Identifying single nucleotide polymorphisms (SNPs) in the genes involved in sepsis may help to clarify the pathophysiology of neonatal sepsis. The aim of this study was to evaluate the relationships between sepsis in pre-term neonates and genes potentially involved in the response to invasion by infectious agents. The study involved 101 pre-term neonates born between June 2008 and May 2012 with a diagnosis of microbiologically confirmed sepsis, 98 pre-term neonates with clinical sepsis and 100 randomly selected, otherwise healthy pre-term neonates born during the study period. During the study, 47 SNPs in 18 candidate genes were genotyped on Guthrie cards using an ABI PRISM 7900 HT Fast real-time and MAssARRAY for nucleic acids instruments. Genotypes CT and TT of rs1143643 (the IL1β gene) and genotype GG of rs2664349GG (the MMP-16 gene) were associated with a significantly increased overall risk of developing sepsis (p = 0.03, p = 0.05 and p = 0.03), whereas genotypes AG of rs4358188 (the BPI gene) and CT of rs1799946 (the DEFβ1 gene) were associated with a significantly reduced risk of developing sepsis (p = 0.05 for both). Among the patients with bacteriologically confirmed sepsis, only genotype GG of rs2664349 (the MMP-16 gene) showed a significant association with an increased risk (p = 0.02). Genotypes GG of rs2569190 (the CD14 gene) and AT of rs4073 (the IL8 gene) were associated with a significantly increased risk of developing severe sepsis (p = 0.05 and p = 0.01). Genotype AG of rs1800629 (the LTA gene) and genotypes CC and CT of rs1341023 (the BPI gene) were associated with a significantly increased risk of developing Gram-negative sepsis (p = 0.04, p = 0.04 and p = 0.03). These results show that genetic variability seems to play a role in sepsis in pre-term neonates by influencing susceptibility to and the severity of the disease, as well as the risk of having disease due to specific pathogens.
Despite significant advances in supportive care, neonatal sepsis continues to be a major cause of morbidity and mortality, particularly among premature infants.
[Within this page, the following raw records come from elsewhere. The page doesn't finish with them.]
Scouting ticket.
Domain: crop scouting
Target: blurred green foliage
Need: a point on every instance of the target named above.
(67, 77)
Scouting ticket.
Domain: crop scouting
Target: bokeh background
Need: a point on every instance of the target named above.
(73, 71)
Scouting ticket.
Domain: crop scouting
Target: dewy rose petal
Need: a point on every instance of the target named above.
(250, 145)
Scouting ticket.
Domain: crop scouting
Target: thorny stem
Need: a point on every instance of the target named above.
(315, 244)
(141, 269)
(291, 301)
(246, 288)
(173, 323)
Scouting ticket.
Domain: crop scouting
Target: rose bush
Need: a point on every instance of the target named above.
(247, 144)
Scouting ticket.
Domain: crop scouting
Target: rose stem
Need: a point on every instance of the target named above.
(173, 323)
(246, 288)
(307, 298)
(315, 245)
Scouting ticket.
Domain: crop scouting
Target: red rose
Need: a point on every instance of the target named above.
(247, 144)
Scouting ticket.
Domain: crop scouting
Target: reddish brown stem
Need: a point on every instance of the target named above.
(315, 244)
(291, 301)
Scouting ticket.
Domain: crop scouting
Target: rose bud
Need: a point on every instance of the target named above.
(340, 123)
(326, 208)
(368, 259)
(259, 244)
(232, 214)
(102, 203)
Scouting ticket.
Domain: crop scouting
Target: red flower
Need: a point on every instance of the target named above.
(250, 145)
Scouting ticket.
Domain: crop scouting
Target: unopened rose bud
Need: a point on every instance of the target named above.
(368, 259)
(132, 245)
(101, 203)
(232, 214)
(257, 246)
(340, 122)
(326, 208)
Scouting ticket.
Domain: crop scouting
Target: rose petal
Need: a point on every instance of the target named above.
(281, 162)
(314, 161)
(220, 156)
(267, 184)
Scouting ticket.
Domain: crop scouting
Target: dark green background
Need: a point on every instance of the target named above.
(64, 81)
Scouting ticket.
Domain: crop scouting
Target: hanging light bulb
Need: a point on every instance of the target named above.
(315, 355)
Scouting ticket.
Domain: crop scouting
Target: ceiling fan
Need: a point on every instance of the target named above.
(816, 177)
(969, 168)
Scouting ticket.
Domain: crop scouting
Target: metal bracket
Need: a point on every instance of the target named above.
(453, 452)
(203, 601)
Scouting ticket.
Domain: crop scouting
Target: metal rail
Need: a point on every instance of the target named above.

It occurs in 1/1,000 full-term and 4/1,000 premature live births, and mortality rates can reach values up to 20% in some settings and among very low-birth-weight (VLBW) infants –.
During the study period, the parents of two premature neonates in the group with clinical sepsis and a negative blood culture withdrew their authorisation to use their children’s blood and clinical data. Consequently, the results refer to 101 children with microbiologically confirmed sepsis, 98 patients with clinical sepsis and no positive blood culture, and 100 controls. Table 2 shows the demographic and clinical characteristics of the three groups, which were perfectly comparable in terms of gestational age, birth weight, gender, ethnicity and cesarean delivery. The neonates with microbiologically confirmed or clinical sepsis required mechanical ventilation significantly more frequently (p<0.05) and had a significantly worse outcome (p<0.05) than the controls, thus confirming the importance of sepsis in conditioning the final outcome. However, there was no difference in these variable between the two sepsis groups. The children with microbiological or clinical sepsis had late-onset sepsis (>72 hours) occurring at an average age of respectively 24 and 26 days.
Identifying genetic variants that can predict human susceptibility to, and outcomes of sepsis may help to identify patients at higher risk of death or serious complications who require prompt and aggressive therapy. This is extremely important in premature neonates, who are at highest risk of developing poorly controllable severe bacterial infections for a number of reasons. Susceptibility to sepsis in our study population was related to SNPs in the IL1β, MMP-16, BPI, and DEFβ1 genes. However, whereas SNPs in the IL1β and in MMP-16 genes were associated with an increased risk of sepsis, variations of BPI and DEFβ1 seemed to play a protective role.